Peru’s first Museum of Paleontology – designed to exhibit million-year old dinosaur fossils and skeletons uncovered in Peru’s deserts and highlands – will be built on the outskirts of the northern coastal city of Trujillo, said the project’s promoter, Klaus Hönninger Mitrani.

The Meyer-Hönninger Museum’s main attractions will include the fossilized skeleton of a 12 million-year old Megalodon uncovered in the deserts of Ica, a 90 million-year old Giganotosaurus, or “giant southern lizard” found in Ayacucho, and a fish fossil dating back 230 million years.

The Megalodon, a giant shark that could measure more than 15 meters, or 49 feet, was the top predator of its time and the largest carnivorous fish known to have existed.

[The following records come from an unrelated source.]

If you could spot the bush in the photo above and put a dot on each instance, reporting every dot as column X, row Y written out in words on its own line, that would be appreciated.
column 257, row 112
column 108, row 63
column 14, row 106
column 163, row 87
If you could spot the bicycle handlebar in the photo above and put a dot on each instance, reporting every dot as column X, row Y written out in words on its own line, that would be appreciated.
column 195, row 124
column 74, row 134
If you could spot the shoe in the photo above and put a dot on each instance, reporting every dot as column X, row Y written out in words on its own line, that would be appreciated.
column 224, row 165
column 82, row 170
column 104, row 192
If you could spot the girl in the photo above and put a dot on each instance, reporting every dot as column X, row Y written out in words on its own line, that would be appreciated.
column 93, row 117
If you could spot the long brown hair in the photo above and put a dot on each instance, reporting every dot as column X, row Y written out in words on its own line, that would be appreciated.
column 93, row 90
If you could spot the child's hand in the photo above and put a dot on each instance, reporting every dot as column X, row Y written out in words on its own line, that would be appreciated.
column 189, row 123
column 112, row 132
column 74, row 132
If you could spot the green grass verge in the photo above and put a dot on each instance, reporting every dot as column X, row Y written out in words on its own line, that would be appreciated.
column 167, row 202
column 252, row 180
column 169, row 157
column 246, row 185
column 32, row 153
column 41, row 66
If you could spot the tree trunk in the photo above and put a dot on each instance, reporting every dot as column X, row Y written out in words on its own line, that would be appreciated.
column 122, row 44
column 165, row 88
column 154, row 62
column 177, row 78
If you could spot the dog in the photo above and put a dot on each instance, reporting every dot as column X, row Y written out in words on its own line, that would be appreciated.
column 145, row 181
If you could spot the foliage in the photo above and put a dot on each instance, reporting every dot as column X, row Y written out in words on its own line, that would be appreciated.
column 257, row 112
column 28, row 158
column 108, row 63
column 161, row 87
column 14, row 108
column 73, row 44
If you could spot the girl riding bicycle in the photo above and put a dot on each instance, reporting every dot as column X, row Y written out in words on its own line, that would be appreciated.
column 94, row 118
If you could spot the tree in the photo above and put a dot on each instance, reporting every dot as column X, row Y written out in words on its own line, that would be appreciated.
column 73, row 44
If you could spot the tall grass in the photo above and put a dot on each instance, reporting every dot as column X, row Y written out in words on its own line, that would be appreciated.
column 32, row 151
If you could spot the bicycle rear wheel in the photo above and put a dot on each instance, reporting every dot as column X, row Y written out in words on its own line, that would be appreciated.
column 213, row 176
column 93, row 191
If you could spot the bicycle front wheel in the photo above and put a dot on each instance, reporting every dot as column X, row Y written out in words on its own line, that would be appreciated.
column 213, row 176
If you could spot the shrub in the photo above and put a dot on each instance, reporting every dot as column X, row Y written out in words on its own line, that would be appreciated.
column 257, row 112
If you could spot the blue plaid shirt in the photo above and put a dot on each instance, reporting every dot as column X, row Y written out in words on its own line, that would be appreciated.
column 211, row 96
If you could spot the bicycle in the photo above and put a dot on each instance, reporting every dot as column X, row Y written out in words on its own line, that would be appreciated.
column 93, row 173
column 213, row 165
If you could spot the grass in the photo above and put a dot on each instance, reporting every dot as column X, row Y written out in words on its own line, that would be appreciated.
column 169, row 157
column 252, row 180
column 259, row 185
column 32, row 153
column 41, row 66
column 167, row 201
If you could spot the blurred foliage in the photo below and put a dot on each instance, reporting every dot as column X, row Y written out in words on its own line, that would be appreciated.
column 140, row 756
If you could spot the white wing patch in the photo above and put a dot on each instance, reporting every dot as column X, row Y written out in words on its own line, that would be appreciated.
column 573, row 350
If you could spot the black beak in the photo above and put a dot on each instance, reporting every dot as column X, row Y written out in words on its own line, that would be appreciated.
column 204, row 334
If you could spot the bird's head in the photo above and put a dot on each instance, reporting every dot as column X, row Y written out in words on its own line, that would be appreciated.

It became extinct approximately 1.5 million years ago, most likely because of food shortages and climatic upheavals.

“When the museum opens, the international community will come to see (the Megalodon),” Hönninger told Peruvian state news agency Andina. “Scientists from across the world have already contacted me.”

The museum will also display 800 additional fossils and paleontological artifacts – many to be donated by the Wyoming Dinosaur Center.

“We will be Latin America’s third most important paleontological museum, after Argentina and Brazil,” added Hönninger.

“This museum will be marvelous,” said the Director of Peru’s National Cultural Institute, or INC, Enrique Sánchez Maura. “We stand amongst the five countries with the most fossil remains, and if we haven’t found them, its because we aren’t looking.”